Interesting. That make sense now!

 

So, Teradata Internal LATIN is not exactly ISO 8859-x nor map to any such standard LATIN character set. Any idea what usecase or reason for which Teradata Internal Latin maps differently ? 

 

Yes, Staging is defined as LATIN. (Above scenario was noted in some trial runs & not related to my problem in suubject, please excuse)

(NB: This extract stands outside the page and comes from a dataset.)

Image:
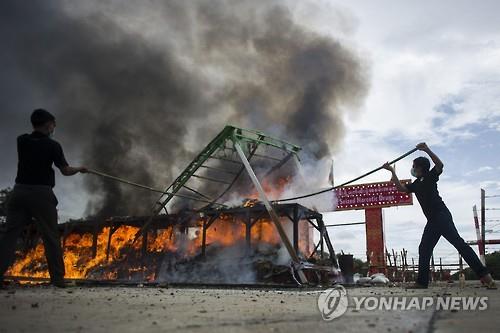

I have 100+ tables that are defined LATIN and ETL scripts load UTF8 encoded source data into these tables with connection strings as well defined as LATIN. Based on what i learnt, i will be performing pt_utf8to16 on existing historical data in LATIN columns to load onto table replica of UNICODE char set for strings. Please correct me or suggest if this is better approach.

 

I dont see any gaps as long as source was properly coded in utf8 and all utf8 hex is preserved in LATIN columns.

 

Thank You,

Ranjan


 

Highlighted
Teradata Employee

Re: Convert UTF8 data in Latin Column to UNICODE

Yes. Loading UTF8 source to LATIN columns using ASCII session character set, then using pt_utf8to16 on the "LATIN" column to convert to UNICODE should store correct UTF16 values.

 

One additional note mentioned in the UTK documentation: Any 4-byte UTF8 sequences (code points above U+FFFF) are stored as a pair of "surrogate" code points in UTF16 representation. You don't have any of those in your examples. If there are any, prior to TD16/TTU16 you would need to use UTF16 character set for subsequent SELECT / Export sessions to have those surrogates correctly returned and interpreted by the client.

Teradata Employee

Re: Convert UTF8 data in Latin Column to UNICODE

Why is Teradata LATIN slightly different from other "standard" character sets?

Teradata LATIN was actually defined prior to formal publication of the initial ECMA standard that became ISO 8859-1 in 1985, and well before other now-standardized "LATIN" variants that assign specific values to all 256 single-byte code points, such as ISO 8859-1:1987. The original ISO 8859-1 left a number of code points unused / undefined, and Teradata's choices for how to use those code points didn't exactly match what others eventually adopted. The only real change to Teradata LATIN that I can think of was to add the Euro symbol (in place of a seldom-used character).

Enthusiast

Re: Convert UTF8 data in Latin Column to UNICODE

That is good to know. Thanks for such valuable inputs. 


@Fred wrote:

Why is Teradata LATIN slightly different from other "standard" character sets?

Teradata LATIN was actually defined prior to formal publication of the initial ECMA standard that became ISO 8859-1 in 1985, and well before other now-standardized "LATIN" variants that assign specific values to all 256 single-byte code points, such as ISO 8859-1:1987. The original ISO 8859-1 left a number of code points unused / undefined, and Teradata's choices for how to use those code points didn't exactly match what others eventually adopted. The only real change to Teradata LATIN that I can think of was to add the Euro symbol (in place of a seldom-used character).